Hacker News new | ask | show | jobs
by scholia 3691 days ago
They accumulate. Every day there are two or three pages you intend to read later, so you leave them open. A month later, you have an extra 100 tabs loaded. After six months, you have 600. There are also clusters of tabs associated with some research you were doing but didn't quite finish.

Then the problem is it would take a couple of days to go through all the waiting tabs and shut them down, and you don't have a couple of days to spare.

Eventually you just save them all out as a session and start again, and hope you will learn from your mistakes ;-)

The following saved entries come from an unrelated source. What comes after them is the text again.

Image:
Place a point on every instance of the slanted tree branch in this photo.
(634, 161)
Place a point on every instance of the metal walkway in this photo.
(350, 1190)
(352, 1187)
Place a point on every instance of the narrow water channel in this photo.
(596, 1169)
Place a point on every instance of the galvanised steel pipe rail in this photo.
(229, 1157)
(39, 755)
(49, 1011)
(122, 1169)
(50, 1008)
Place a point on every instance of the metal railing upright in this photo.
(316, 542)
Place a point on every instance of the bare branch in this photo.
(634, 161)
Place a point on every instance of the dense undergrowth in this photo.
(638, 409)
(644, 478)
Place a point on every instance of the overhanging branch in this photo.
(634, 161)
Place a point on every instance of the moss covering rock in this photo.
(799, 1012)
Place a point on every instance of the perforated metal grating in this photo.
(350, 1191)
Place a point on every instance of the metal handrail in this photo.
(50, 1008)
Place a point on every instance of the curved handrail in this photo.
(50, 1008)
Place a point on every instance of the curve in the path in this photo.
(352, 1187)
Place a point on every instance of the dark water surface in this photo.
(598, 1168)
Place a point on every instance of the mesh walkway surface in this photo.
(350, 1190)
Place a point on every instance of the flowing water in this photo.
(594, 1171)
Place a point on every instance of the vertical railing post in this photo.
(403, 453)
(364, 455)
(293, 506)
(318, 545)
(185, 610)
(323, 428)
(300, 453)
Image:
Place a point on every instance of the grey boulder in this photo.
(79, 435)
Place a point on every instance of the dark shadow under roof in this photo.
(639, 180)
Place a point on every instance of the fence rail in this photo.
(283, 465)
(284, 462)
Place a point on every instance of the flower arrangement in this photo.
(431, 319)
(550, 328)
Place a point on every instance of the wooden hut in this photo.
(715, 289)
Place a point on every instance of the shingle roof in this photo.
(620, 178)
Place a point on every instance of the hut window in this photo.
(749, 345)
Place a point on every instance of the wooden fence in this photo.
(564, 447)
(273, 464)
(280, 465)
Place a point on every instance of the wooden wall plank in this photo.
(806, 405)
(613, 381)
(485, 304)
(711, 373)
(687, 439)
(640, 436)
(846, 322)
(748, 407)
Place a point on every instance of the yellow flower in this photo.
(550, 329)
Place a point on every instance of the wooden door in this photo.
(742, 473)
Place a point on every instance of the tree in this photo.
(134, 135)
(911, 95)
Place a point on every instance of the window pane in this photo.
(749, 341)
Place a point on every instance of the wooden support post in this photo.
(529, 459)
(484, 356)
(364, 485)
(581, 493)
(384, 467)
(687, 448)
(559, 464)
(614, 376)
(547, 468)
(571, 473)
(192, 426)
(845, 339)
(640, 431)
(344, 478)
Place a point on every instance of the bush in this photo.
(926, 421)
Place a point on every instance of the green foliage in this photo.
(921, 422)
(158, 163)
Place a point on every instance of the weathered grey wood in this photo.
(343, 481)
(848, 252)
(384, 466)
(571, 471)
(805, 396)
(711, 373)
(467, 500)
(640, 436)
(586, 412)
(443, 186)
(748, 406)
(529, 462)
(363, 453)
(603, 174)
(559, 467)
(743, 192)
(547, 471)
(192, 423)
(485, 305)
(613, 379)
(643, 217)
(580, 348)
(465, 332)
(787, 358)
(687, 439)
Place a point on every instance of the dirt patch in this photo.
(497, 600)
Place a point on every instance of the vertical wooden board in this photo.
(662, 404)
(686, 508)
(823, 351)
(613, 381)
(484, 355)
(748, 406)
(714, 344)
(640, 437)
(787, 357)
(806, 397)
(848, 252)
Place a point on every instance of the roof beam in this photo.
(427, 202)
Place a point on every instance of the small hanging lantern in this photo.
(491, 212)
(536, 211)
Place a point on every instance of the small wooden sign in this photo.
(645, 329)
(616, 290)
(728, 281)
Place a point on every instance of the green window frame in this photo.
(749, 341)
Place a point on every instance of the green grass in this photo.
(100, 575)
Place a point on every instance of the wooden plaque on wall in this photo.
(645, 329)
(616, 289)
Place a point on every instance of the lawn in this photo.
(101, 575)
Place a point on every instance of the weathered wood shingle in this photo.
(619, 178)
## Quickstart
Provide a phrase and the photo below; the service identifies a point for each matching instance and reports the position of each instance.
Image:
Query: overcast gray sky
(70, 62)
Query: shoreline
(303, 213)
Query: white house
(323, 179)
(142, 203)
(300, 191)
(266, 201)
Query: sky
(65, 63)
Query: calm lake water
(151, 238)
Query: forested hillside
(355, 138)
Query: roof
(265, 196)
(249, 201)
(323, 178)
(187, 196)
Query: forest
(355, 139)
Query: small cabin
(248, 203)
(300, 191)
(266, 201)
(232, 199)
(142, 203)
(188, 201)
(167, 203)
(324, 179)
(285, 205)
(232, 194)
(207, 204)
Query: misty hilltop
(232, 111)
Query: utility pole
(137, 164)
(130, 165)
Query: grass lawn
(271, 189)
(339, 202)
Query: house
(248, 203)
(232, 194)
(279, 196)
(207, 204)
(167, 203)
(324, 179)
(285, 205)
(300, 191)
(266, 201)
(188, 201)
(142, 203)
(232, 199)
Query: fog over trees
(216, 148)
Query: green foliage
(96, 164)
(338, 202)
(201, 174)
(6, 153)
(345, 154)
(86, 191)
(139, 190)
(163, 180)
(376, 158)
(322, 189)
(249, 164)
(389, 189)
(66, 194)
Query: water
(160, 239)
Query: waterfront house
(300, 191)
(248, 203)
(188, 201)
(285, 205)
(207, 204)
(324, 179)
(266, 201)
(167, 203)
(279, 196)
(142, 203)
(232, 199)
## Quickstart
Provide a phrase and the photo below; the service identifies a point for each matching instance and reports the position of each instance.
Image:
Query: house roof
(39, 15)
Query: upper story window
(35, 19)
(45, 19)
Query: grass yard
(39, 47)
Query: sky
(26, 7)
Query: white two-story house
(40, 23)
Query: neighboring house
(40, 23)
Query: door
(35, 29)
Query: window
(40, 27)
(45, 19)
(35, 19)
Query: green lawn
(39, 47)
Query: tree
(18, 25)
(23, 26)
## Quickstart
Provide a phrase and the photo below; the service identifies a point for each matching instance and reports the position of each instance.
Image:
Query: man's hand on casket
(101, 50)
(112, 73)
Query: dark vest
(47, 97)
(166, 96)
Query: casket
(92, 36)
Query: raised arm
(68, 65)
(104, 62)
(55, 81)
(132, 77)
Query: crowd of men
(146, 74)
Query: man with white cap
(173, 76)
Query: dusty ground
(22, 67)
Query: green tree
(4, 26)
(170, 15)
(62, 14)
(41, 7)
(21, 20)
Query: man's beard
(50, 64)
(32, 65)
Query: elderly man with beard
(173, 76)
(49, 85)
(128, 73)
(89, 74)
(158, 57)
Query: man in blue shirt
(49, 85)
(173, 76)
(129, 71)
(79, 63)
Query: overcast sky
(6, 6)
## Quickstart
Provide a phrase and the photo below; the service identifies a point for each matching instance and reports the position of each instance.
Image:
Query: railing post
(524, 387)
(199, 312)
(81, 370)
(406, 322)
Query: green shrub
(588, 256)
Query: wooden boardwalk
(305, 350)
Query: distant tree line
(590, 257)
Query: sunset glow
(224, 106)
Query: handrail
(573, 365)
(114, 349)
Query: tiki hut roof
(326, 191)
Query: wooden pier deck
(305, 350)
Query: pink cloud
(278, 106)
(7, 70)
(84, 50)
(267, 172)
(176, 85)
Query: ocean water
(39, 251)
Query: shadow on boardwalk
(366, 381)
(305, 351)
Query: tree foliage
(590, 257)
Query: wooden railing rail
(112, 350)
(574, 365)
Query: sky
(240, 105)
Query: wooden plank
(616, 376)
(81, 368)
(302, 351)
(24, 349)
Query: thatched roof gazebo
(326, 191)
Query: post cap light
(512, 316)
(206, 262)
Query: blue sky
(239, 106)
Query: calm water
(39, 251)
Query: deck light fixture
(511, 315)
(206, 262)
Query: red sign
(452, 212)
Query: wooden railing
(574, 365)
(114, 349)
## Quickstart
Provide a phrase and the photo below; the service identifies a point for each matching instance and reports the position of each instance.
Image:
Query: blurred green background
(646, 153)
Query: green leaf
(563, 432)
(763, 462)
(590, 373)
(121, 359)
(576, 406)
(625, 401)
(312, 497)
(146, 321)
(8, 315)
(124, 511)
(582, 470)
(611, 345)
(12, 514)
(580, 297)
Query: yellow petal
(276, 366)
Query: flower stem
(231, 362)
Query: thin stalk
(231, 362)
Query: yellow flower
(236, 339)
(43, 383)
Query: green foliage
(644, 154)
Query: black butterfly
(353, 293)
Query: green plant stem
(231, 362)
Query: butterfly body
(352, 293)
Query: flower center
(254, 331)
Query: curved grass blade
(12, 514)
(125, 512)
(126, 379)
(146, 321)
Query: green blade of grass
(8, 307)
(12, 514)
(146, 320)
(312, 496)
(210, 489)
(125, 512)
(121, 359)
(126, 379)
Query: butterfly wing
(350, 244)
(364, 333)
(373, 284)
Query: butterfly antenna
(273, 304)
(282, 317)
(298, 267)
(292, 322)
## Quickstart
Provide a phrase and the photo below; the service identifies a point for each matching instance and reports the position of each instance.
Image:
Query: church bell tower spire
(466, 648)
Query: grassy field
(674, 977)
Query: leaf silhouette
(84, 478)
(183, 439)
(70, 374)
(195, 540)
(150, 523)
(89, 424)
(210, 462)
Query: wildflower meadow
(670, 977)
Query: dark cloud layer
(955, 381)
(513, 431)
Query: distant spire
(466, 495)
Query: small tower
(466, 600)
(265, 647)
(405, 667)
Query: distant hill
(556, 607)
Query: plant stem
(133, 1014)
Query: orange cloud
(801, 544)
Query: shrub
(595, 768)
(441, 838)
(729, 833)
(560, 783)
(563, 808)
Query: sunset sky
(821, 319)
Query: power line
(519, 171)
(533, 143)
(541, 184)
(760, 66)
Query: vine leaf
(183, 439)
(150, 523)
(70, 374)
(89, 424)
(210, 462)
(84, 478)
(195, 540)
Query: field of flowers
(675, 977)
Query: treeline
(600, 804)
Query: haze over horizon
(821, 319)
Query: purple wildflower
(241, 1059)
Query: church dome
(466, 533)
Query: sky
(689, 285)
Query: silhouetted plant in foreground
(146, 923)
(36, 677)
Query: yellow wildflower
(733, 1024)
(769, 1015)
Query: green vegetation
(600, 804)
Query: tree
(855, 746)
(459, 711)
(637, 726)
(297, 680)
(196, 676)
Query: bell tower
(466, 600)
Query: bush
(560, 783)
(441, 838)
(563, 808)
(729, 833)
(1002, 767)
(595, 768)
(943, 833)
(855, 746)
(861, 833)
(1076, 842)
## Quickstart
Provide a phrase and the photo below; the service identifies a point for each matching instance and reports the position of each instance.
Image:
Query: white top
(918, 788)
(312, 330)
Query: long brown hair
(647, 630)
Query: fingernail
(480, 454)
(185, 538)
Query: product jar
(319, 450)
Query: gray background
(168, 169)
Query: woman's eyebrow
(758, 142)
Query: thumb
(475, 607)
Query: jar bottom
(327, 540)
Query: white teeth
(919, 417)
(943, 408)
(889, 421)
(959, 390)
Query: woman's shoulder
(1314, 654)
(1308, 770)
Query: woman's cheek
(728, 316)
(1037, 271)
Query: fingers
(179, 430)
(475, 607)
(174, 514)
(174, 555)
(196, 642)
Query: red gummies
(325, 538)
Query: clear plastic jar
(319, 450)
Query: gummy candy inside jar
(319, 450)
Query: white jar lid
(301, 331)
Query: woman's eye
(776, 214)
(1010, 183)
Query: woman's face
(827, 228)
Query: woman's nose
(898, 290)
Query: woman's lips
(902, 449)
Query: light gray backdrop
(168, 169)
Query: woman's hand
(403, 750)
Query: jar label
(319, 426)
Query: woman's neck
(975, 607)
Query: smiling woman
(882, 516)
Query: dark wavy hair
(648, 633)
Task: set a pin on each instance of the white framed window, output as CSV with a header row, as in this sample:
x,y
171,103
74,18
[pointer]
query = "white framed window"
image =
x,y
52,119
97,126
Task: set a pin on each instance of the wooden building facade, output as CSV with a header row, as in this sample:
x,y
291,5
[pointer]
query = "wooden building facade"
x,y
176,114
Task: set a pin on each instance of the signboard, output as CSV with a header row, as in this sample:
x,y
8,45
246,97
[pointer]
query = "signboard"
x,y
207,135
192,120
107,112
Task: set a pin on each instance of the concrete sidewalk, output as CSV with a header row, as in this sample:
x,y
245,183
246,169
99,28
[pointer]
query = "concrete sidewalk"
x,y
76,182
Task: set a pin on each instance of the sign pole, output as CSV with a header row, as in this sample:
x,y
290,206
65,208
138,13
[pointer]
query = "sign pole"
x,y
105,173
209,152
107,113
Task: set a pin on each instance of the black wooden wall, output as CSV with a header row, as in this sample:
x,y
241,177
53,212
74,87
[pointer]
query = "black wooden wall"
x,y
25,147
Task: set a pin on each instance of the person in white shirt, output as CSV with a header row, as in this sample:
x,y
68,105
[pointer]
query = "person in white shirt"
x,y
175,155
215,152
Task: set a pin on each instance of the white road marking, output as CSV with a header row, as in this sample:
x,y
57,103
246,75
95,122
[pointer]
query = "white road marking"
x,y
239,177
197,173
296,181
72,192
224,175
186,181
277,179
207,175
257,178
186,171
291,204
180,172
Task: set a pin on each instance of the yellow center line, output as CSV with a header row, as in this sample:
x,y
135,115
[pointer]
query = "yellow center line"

I've switched from FF/Chrome to FF/Vivaldi because it has much better ways to handle tabs and bookmarks than Chrome does. Vivaldi does tab stacking, for example.

3 comments

I'm having the problem right now of hundreds of tabs open on my phone, I context-switch out of the browser when I'm done and end up leaving dormant tabs all over the place. Unfortunately whenever I try to scroll through them to close the non-relevant ones Chrome crashes, usually restoring several of the tabs I'd successfully closed.
There are extensions like Session Manager that list all the tabs after a crash, so you can uncheck the ones you don't want to reload. I don't know if there is one for Chrome on mobile, but it might be worth a look....
Session Buddy for non-mobile Chrome works very well and allows you to do roughly the same thing. I.e. take an saved session, maybe after copying (I think you can do that), and delete the tabs you're not interested in (it does have one level undo), and then only start the remainder, perhaps window by window (on the desktop, at least).
I love session buddy on the desktop, though with javascript off on most pages and 32gb of system memory I have yet to crash chrome from tabs there.
Maybe a 'read later' extension could help you? Something longer-term than a tab, but shorter-term than a bookmark.
That would imply taking a positive action to do something about the tab. I want to just ignore the tab until I need it again. I don't want to treat the tab specially.

My real desk is messy. I mostly know where stuff is buried because I put it there and nobody messes with my desk. I clean it about once a year, usually when a big project is fully done forever. I want the same functionality from my browser.

Yes. What I do now is save the page as an mhtml file so I can read it later without having to find it again. (Chrome should really offer better mhtml support.)
not going to touch an extension

Extensions tend to break with browser updates. Extensions tend to cause slowness. Nobody wants your bug report if you are running an extension.

They sure do accumulate, to the point where by the time you go back to some old tab, and that tab just so happen to be replaced with a window.opener trick, [1] there is no chance of you remembering what was there in the first place, and spotting the fake.